好ましくは、作動部材が注射針被覆部を備えていて、注射が完了して作動部材が第1の位置に戻ることにより、注射筒の注射針を前記注射針被覆部により被覆する。この態様において、作動部材は、駆動機構部を起動するためと、注射針を被覆するためとの両方の二元的な目的に供する。さらに、説明する実施形態において、作動部材が第1の位置に戻るのに従ってロック部材がロック位置に戻るので、この配列体は被覆部を効果的に閉塞(lockout)する。
【0007】
他の配列であってもよいが、ロック部材はロック位置とロック解除位置との間において角度方向に移動可能であるのが好ましい。

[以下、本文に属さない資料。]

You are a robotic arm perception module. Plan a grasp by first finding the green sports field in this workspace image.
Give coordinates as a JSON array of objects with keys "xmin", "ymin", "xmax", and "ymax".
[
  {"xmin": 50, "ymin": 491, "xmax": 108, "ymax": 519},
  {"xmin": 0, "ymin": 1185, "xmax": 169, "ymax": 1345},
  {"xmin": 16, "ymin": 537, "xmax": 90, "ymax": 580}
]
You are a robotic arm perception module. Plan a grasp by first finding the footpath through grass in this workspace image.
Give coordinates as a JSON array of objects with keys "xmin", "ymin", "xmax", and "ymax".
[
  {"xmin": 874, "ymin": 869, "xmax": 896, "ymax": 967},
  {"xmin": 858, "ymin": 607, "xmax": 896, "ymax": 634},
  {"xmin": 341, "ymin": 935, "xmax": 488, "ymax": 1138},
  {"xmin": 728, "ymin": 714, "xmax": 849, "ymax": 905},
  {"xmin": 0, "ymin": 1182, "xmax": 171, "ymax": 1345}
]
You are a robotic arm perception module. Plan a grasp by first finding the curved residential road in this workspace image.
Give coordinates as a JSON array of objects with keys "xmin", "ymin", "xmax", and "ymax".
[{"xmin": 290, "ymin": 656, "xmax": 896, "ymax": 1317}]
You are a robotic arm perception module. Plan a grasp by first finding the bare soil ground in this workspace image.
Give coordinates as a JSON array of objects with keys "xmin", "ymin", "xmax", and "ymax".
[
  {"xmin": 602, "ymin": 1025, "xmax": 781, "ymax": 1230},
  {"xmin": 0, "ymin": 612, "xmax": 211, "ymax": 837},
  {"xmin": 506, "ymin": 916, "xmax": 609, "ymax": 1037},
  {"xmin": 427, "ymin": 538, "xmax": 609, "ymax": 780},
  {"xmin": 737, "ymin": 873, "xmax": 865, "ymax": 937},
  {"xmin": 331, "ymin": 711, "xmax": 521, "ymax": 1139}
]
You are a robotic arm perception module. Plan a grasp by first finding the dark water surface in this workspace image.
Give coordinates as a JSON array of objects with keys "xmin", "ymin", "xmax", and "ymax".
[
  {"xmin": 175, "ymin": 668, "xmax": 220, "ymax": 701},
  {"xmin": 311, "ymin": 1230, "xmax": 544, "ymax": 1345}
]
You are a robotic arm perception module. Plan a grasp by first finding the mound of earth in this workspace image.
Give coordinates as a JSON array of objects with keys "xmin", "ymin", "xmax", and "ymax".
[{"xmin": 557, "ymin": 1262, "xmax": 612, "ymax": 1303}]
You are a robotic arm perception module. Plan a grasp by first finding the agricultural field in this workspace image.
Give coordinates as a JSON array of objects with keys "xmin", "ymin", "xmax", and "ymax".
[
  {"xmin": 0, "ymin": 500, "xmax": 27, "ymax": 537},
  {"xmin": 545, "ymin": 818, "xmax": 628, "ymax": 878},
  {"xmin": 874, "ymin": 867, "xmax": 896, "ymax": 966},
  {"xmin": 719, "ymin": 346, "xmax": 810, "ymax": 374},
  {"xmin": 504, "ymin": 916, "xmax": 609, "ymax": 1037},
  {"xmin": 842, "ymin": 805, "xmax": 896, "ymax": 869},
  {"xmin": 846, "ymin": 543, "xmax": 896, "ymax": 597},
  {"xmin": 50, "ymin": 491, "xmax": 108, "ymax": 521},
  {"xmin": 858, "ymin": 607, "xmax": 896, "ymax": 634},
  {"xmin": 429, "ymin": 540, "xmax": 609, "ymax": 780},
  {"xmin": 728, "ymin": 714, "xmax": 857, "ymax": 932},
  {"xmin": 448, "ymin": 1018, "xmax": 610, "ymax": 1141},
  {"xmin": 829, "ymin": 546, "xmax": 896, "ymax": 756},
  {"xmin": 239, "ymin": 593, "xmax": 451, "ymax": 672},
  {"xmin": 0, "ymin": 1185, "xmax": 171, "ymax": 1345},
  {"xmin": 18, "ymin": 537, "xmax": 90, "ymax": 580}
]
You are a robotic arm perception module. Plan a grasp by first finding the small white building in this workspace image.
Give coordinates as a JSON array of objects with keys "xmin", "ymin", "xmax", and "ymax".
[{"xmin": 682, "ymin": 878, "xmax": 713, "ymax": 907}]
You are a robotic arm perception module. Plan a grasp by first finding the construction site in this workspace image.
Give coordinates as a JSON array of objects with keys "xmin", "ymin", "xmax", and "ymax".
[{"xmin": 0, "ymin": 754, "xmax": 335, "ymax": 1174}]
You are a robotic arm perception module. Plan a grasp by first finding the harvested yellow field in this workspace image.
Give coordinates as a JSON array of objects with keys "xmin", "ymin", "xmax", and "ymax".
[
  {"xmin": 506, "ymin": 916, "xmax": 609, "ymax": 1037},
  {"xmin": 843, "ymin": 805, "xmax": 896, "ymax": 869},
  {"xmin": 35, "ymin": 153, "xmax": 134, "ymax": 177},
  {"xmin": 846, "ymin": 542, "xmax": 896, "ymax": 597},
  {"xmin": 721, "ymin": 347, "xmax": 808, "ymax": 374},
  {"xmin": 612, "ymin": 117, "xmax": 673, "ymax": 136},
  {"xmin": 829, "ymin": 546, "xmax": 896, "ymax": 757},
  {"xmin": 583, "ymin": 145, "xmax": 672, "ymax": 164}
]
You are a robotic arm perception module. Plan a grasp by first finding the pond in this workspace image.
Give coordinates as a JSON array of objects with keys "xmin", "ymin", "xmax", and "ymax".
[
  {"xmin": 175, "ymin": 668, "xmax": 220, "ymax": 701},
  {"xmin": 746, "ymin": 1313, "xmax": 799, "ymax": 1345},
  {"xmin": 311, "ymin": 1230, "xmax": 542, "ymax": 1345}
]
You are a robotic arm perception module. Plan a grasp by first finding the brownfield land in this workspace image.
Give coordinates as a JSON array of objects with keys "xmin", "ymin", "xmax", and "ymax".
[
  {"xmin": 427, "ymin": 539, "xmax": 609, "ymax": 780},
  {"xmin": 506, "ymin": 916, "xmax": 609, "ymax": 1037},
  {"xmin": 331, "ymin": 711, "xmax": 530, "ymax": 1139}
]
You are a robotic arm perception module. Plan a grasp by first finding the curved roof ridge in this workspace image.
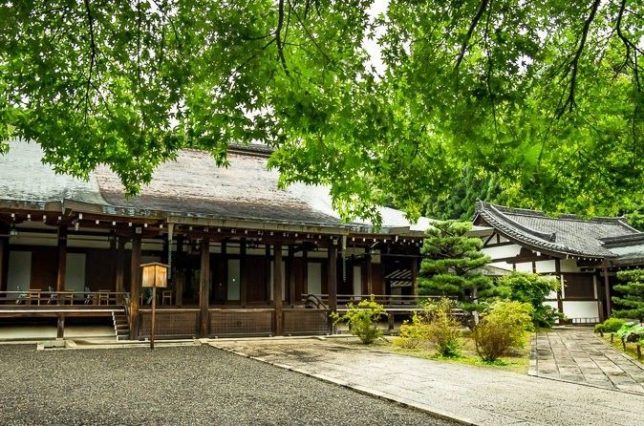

作動部材が第2の位置に到達するのを防げるようにするためのロック部材は、多数の異なる配列を採りうるが、特に好適な配列体において、ロック部材が作動部材に対して角度方向に限定的に動けるとともに長手方向において作動部材に対して固定されており、ロック部材およびハウジングが協働する当接面を有し、これら当接面は、ロック部材がロック解除位置に移動するときに閉鎖された整列状態から離れて回転される。
【0008】
好適な実施形態において、作動部材およびロック部材のうちの一方には、ロック位置およびロック解除位置にそれぞれ対応する離間した窪みが形成されており、作動部材およびロック部材のうちの他方は、作動部材が第1の位置に在るときに、ロック窪みからロック解除窪みまで単一の角度方向に移動可能な歯状要素を備えており、作動部材が第2の位置に向かって移動することにより、歯状要素をロック解除窪みから軸線方向に後退させ、それに伴って歯状要素がロック窪みと角度方向に嵌り合うように戻れるようになる。
【0009】
駆動機構部は多数の形態を採れるが、好適な実施形態において、駆動バネと、ハウジング内を長手方向に移動可能な駆動部材と、該駆動部材を準備位置に係止する係止部とを備えており、作動部材が係止部を解放するように動作可能である。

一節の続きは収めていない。